Drinking and Drugs are really basic also.

Yes, they talk about it but other then like not even a full second of them walking in on 3 people in a bedroom there isn't really anything. Other than a split second of partial nudity there aren't any sex scenes. In a comedic way they show it lying on the ground but it's super fake and it's all a joke. Or when the gym teacher is shot on the penis and it falls off. Like when Johnny Depp is shot and tells his friend about all his regrets as he dies. When there is really any form of violence it used in a comedic way. I know my kids know about sexual information from friends and I hate to say it but most kids who are way to young to know so much know all of the information about sex. The swearing, many f-bombs sometimes used in sexual concepts but most kids know what that means already whether you like it or not kids learn about this stuff from friends or school. Jonah Hill and Channing Tatum had an amazing performance playing idiot cops trying to fit in as teenagers at a high school.

Though played for laughs, The Dish was inspired by actual events.Now, this movie is one of my favorites. When a change in Apollo 11's schedule means the Australian dish will have to pick up the vital broadcast from the moon, Cliff, Mitch, and Al must put aside their differences to pull the show together.

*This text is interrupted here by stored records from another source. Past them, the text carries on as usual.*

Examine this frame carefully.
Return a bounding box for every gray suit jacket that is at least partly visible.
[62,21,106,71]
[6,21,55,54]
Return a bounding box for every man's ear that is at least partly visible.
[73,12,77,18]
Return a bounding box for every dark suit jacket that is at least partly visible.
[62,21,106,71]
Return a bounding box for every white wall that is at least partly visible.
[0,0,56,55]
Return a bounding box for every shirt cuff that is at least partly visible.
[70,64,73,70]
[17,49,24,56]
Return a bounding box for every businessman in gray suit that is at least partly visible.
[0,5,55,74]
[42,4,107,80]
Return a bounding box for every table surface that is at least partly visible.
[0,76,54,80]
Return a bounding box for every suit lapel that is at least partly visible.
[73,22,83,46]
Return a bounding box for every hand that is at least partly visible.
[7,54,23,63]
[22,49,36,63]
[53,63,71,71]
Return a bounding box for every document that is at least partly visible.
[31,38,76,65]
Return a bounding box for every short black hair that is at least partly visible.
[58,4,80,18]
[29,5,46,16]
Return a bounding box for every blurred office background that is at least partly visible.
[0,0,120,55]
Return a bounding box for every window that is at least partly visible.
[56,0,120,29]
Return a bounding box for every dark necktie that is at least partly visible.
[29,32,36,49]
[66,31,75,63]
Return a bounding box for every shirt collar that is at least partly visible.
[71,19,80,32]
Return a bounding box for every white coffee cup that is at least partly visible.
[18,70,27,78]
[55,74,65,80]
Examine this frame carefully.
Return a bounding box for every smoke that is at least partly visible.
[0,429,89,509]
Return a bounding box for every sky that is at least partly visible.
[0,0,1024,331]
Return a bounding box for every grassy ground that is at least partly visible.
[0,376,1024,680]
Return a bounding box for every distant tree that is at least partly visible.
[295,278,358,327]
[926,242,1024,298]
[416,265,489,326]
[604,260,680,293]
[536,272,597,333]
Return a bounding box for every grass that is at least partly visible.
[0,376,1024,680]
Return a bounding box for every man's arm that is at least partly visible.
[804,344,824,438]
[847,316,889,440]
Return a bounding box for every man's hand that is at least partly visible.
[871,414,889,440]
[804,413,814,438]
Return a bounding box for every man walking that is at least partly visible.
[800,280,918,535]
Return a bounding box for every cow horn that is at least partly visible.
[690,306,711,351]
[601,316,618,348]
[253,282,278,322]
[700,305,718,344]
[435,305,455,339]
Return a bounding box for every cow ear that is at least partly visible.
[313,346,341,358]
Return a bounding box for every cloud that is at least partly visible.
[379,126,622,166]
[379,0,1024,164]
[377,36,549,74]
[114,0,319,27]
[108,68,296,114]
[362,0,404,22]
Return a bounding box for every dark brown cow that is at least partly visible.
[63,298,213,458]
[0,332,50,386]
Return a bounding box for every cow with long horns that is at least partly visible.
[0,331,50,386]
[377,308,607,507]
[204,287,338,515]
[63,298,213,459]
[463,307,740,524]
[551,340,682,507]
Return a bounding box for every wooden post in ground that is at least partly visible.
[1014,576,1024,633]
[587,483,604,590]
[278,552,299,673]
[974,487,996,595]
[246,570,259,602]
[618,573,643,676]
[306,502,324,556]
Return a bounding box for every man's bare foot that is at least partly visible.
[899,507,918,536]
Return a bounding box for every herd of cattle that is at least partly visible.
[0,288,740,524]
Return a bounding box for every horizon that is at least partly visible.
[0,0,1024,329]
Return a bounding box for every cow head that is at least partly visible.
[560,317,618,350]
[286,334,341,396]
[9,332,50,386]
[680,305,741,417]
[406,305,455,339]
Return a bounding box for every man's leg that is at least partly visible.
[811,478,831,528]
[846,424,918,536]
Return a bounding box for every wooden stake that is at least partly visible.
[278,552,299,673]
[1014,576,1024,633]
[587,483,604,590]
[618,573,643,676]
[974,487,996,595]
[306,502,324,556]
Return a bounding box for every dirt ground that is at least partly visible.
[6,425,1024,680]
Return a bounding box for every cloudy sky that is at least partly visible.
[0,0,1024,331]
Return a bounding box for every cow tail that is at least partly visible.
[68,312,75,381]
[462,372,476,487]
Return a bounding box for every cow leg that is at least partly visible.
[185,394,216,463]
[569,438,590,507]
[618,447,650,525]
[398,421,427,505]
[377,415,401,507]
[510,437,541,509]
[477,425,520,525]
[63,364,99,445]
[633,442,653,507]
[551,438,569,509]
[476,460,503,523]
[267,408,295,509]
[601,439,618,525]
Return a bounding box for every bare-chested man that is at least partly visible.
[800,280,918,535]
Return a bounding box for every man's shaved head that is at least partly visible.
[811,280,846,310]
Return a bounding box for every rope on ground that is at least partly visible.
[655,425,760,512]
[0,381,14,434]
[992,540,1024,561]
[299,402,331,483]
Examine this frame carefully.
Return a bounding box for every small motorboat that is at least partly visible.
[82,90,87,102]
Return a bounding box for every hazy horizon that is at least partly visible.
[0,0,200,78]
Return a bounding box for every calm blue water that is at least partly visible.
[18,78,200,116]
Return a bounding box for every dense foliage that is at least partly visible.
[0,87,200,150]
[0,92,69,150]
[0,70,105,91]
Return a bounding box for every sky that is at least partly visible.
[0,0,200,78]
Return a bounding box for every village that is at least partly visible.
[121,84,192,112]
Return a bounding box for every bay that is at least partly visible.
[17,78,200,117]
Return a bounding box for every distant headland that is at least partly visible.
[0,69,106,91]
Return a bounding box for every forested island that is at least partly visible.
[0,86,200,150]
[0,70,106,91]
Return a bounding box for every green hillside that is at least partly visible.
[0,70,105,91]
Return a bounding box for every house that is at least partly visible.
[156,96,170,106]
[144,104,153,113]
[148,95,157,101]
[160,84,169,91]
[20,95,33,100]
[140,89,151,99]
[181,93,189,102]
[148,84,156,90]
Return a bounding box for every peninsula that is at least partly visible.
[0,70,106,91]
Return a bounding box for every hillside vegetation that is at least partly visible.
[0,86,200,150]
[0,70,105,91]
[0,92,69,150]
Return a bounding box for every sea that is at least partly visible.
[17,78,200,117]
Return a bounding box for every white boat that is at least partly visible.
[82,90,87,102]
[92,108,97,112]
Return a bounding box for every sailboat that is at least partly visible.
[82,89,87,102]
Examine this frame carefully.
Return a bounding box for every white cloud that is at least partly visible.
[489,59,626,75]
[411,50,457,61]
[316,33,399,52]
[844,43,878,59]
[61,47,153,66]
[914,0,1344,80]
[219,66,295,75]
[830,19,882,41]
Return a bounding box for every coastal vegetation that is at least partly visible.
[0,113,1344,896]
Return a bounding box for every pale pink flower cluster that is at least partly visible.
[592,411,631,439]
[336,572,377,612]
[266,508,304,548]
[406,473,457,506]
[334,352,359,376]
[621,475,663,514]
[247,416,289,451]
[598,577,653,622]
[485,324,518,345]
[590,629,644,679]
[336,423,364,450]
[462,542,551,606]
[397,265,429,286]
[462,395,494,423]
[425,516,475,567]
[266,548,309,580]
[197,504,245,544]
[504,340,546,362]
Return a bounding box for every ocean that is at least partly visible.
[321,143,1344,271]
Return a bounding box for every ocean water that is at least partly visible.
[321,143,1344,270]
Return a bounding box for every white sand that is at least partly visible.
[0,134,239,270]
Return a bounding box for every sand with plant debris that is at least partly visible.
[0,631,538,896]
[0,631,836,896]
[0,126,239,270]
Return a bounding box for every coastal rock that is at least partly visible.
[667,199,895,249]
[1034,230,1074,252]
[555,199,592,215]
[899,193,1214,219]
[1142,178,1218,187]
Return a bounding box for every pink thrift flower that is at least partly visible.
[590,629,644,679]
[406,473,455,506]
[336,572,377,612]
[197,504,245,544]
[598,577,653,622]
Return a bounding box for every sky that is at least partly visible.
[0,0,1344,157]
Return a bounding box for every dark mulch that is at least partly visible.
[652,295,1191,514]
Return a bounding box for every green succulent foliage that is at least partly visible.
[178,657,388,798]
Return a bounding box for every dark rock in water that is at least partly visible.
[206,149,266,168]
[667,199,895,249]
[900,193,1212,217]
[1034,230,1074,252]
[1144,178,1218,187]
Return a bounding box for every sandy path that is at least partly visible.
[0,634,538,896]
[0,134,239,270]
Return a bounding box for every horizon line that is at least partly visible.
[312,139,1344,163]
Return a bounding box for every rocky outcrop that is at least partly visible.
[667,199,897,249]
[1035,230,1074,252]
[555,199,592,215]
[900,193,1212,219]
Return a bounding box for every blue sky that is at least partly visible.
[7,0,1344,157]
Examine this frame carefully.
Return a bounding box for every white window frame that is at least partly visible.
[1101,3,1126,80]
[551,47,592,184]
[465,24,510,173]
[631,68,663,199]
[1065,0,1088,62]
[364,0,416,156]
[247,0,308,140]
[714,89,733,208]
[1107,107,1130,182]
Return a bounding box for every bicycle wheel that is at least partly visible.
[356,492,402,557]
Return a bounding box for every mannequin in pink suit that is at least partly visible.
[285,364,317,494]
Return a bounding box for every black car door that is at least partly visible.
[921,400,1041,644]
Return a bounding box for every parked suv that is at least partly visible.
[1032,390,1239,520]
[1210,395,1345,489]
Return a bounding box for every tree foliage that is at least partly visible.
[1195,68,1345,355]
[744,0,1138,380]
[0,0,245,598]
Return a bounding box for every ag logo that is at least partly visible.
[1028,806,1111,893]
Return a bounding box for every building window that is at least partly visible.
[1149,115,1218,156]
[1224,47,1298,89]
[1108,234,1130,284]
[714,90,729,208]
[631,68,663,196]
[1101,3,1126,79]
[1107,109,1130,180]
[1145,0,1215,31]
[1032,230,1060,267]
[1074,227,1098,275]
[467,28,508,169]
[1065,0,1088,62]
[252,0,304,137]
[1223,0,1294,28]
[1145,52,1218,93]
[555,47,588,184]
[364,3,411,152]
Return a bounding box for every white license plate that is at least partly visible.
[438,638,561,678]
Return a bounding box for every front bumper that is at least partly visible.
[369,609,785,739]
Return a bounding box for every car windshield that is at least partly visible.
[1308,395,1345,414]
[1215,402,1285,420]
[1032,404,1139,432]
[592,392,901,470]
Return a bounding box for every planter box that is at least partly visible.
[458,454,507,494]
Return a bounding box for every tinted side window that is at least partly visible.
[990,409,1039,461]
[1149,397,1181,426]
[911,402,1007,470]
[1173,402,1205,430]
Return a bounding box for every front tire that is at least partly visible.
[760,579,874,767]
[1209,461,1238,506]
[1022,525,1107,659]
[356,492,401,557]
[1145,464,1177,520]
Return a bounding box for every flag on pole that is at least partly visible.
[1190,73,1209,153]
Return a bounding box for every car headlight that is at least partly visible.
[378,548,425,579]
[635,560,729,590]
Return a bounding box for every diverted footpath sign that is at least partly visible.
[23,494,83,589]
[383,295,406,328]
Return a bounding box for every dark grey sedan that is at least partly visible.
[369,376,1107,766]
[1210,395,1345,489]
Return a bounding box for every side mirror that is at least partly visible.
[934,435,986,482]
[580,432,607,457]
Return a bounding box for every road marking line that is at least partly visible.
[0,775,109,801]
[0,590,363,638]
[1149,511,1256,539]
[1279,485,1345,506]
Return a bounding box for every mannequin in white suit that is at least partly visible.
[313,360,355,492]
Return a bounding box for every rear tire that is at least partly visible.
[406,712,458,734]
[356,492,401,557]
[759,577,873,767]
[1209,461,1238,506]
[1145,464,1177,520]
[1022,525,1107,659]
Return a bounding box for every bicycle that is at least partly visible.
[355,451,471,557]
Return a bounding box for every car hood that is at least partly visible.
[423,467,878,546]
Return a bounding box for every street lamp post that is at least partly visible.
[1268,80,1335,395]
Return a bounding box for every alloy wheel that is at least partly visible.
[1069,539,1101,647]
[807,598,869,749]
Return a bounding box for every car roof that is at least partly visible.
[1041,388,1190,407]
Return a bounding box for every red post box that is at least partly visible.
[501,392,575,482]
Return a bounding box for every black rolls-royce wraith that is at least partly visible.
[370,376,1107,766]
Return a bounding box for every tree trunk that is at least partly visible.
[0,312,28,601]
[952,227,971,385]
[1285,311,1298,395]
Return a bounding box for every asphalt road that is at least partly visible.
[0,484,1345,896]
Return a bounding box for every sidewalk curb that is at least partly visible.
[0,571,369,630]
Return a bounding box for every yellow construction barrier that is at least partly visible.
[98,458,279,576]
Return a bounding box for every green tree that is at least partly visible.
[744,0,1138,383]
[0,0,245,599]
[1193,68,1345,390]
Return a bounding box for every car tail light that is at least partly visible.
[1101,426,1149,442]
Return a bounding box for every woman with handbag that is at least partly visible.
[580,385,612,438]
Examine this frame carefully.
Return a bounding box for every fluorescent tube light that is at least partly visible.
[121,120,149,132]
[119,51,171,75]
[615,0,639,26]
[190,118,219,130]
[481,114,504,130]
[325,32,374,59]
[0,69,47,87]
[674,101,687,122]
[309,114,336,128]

Mayor McIntyre (Roy Billing) and his wife May (Genevieve Mooy) are thrilled to be greeting a small but steady stream of important visitors, though many of the locals are not especially good with etiquette, and several members of Buxton's team, most notably high-strung Mitch (Kevin Harrington), are less than enthusiastic about Al Burnett (Patrick Warburton), the know-it-all NASA technician brought in to oversee the Australian operations.

Buxton and his men are more than happy to help, and the village is agog as they gear up for their own small part in one of the world's greatest adventures. As NASA prepares for Apollo 11, the first manned voyage to the moon, Buxton and his crew are asked if they will allow their telescope's dish to be used as a backup receiver for the television transmission from the moon, should the main receiver in California fail. In the summer of 1969, Cliff Buxton (Sam Neill) leads a team of scientists overseeing the operations of one of the world's largest radio telescope dishes, nestled in a New South Wales community of sheep farmers. In this comedy, as American astronauts prepare to make one giant leap for mankind, a small Australian town stumbles through its own small steps to help.